Unpolitische Paradetrinen

Ich freue mich jedes Jahr auf die CSD-Saison wie ein kleines Mädchen
auf Weihnachten.
Ohne lange herumzureden: Ich feiere wirklich sehr gerne. Ich mag es, draußen bei Live-Musik Sekt und Bier zu trinken, ich werde gerne fotografiert und guck mir gerne halbnackte Leute in verrückten Outfits an. Aber der CSD ist für mich auch ein Tag an dem ich auf dem Demozug etwas sagen will.
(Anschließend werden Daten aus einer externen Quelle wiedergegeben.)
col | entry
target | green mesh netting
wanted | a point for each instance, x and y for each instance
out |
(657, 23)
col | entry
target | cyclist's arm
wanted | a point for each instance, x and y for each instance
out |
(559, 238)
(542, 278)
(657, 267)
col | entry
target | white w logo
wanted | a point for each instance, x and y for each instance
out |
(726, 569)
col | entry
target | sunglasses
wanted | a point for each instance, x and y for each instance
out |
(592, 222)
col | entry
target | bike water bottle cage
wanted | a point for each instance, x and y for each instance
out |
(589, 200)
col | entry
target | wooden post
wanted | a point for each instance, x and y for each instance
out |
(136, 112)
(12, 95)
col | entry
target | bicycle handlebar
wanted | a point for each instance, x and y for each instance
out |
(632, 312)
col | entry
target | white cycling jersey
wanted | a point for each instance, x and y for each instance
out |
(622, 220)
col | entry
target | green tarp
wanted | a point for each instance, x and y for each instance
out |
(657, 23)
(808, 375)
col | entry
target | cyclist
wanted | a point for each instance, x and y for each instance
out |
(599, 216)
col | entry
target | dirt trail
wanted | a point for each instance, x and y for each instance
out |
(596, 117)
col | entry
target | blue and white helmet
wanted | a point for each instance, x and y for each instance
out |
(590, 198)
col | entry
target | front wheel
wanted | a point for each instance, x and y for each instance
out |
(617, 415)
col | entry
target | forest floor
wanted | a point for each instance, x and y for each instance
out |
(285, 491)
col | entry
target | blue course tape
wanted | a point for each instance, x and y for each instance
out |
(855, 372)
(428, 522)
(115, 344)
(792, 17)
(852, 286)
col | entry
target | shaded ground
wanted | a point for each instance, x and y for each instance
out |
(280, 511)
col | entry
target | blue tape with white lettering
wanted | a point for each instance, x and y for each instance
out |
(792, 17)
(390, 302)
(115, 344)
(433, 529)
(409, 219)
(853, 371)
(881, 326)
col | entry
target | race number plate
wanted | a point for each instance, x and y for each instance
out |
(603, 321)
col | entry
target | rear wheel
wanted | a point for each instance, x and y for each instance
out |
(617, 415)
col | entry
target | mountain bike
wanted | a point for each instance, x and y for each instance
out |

Am letzten Wochenende in Frankfurt war ich wieder mit der besten Frau
Schmidtchen bei der Parade und wir haben uns einen großen Teil des
Zuges angesehen, bevor wir uns selbst mit unseren Schildern eingereiht
haben und mitgelaufen sind. Natürlich liegt das Hauptaugenmerk einer Tunte auf den Schwestern die ebenfalls im Fummel mitlaufen. Es waren wieder ganz wunderbare Sachen dabei, tolle Kostüme und Haare aus krassen Materialien, vielleicht ein bisschen inflationär viele Feen- und Engelsflügel. Aber man sieht, wie viel Liebe da drin steckt und wie intensiv sich die Mädels drauf vorbereiten, sich über mehrere Kilometer zu Fuß oder stinkfaul gemütlich im Cabrio sitzend der Masse zu präsentieren.
Ich frage mich aber auch: Warum macht ihr das?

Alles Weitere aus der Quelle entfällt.